I have having a weird problem that I cannot figure out despite many hours of work. I hope someone here could give some thoughts as to why this is happening.

**Background**: I am running vSphere 7.0. I have a VM that is running OPNsense 20.1.9_1 (although I have also tried this with OPNsense 20.7.2 and get the same result). To be very conservative, I assigned 4 CPUs and 6 GB of RAM for this VM, and OPNsense reports that it is nowhere near using that much resources. I have two distributed vswitches, one for the LAN and one for the WAN. On the particular LAN and WAN port associated with the OPNsense VM, I disabled all security (accept promiscuous mode, MAC address changes, and forged transmits) and I set VLAN trunking (0-4094). I do run a few VLANs, so the VLAN trunking is needed. I don’t think the reduced security is needed, but I just set everything to “accept” in case it was causing this problem. I have gigabit fiber on the WAN physical uplink, connected to the AT&T gateway. Inside OPNsense, I set it to disable all hardware offloading (TSO, LRO, checksum, and VLAN checksum).


**Problem**: Inside OPNsense, I have two gateways: one for the WAN and one through Mullvad VPN (I use OpenVPN). There is no problem on the WAN gateway. I’ve tested large downloads that are tens of GBs from the internet and am able to get sustained full gigabit speed (around 90 MB/s) with 0% packet loss. So this indicates to me that there is no problem with the VM, the vSphere distributed switches, or anything. However, when I use firewall rules to direct traffic through the VPN gateway, I have problems. When the speed is lowish, around 10 MB/s, there is no packet loss according to OPNsense. However, when the speed is higher, around 20 MB/s, packet loss climbs very quickly, 30%, 50%, and pretty soon the VPN connection just stops responding. The packet loss will go back down to 0% and work again if I stop the download. To be clear, the VPN connection is capable of much faster than 20 MB/s — when I run OPNsense bare metal, I can easily get 50 MB/s on the VPN gateway with 0% packet loss.
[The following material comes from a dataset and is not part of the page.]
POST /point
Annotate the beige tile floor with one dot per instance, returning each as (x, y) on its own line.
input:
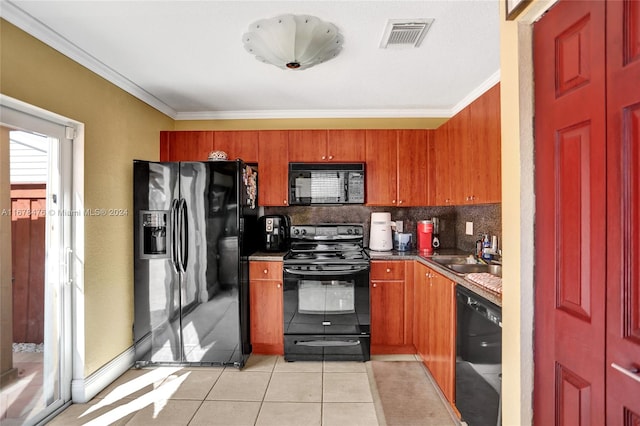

So here is what is confusing me. When I run OPNsense on the VM, everything on the WAN works perfectly, at full gigabit speed with 0% packet loss. But when I direct traffic to VPN, I get huge packet loss that shuts down the gateway.
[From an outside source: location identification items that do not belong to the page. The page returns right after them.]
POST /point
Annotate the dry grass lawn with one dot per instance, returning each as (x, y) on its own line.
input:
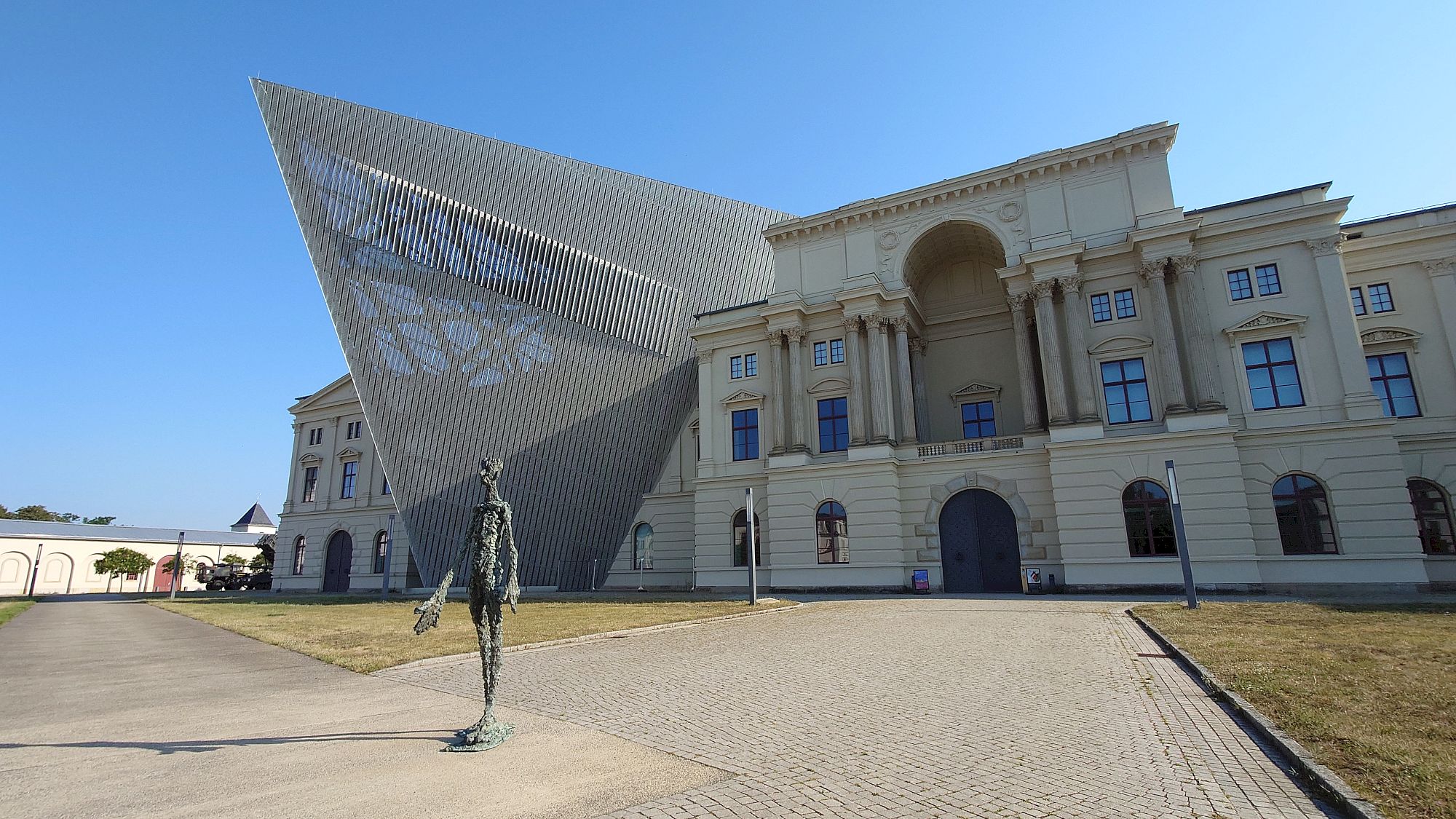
(11, 608)
(1369, 689)
(366, 636)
However, if I run OPNsense bare metal, I don’t get any packet loss on WAN and VPN gateway. This indicates to me that the problem is not the VPN. There seems to be some weird interaction between using the VPN inside a VM that is causing the problem. I’ve tried everything, so what could it be?
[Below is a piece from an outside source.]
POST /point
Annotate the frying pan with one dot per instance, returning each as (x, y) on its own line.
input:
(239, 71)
  1. FYI I don’t know OPNsense or openvpn but this sounds like a fragmentation issue. See if the config has a option to set MSS (or mss clamping) to 1380 or something like that. If it is a fragmentation issue you should be able to see it with a packet capture on the interface that terminates the VPN tunnel. If viewing in wireshark you might have to disable fragmentation reassembly.